Par ailleurs, nous avons beaucoup discuté en commission des dispositions transitoires. Après des discussions très longues et reportées dans le temps, la commission a opté pour ce que j'appellerai une «demi-rétroactivité». Ainsi, il n'y a pas de rétroactivité avant l'entrée en vigueur de la loi. C'est-à-dire que tous les propriétaires fonciers touchés par une mesure d'aménagement qui valorise leur terrain à plus de 100 000 F ne seront pas taxés s'ils vendent avant l'entrée en vigueur de cette loi. A défaut, il y a une rétroactivité effective au 1er janvier 2005. Cette disposition, je le disais, a été largement discutée, et elle a même fait l'objet d'un doute d'un député PDC quant à sa validité juridique.

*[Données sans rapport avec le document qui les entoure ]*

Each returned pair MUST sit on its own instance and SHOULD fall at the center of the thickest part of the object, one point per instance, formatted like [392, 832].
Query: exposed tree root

Au fond, forte de ces explications et moyennant les amendements que je vous propose pour corriger les erreurs de plume, la majorité de la commission vous recommande d'accepter ce projet de loi, Mesdames et Messieurs les députés.
Le président. Merci, Monsieur le député. La parole est à M. Dandrès, puis à M. Stauffer.
M. Christian Dandrès (S), rapporteur de minorité ad interim. Le groupe socialiste salue la volonté quasi unanime d'instaurer une taxe sur la plus-value foncière. Cette volonté, à notre sens, restaure une certaine équité dans un système où les moins-values subies par les propriétaires lors des mesures d'aménagement étaient indemnisées, tandis que la plus-value était laissée au seul bénéfice des vendeurs. Le système actuel me semblait être une application d'une maxime assez chère à la majorité politique de notre pays, à savoir la privatisation des bénéfices et la collectivisation des pertes.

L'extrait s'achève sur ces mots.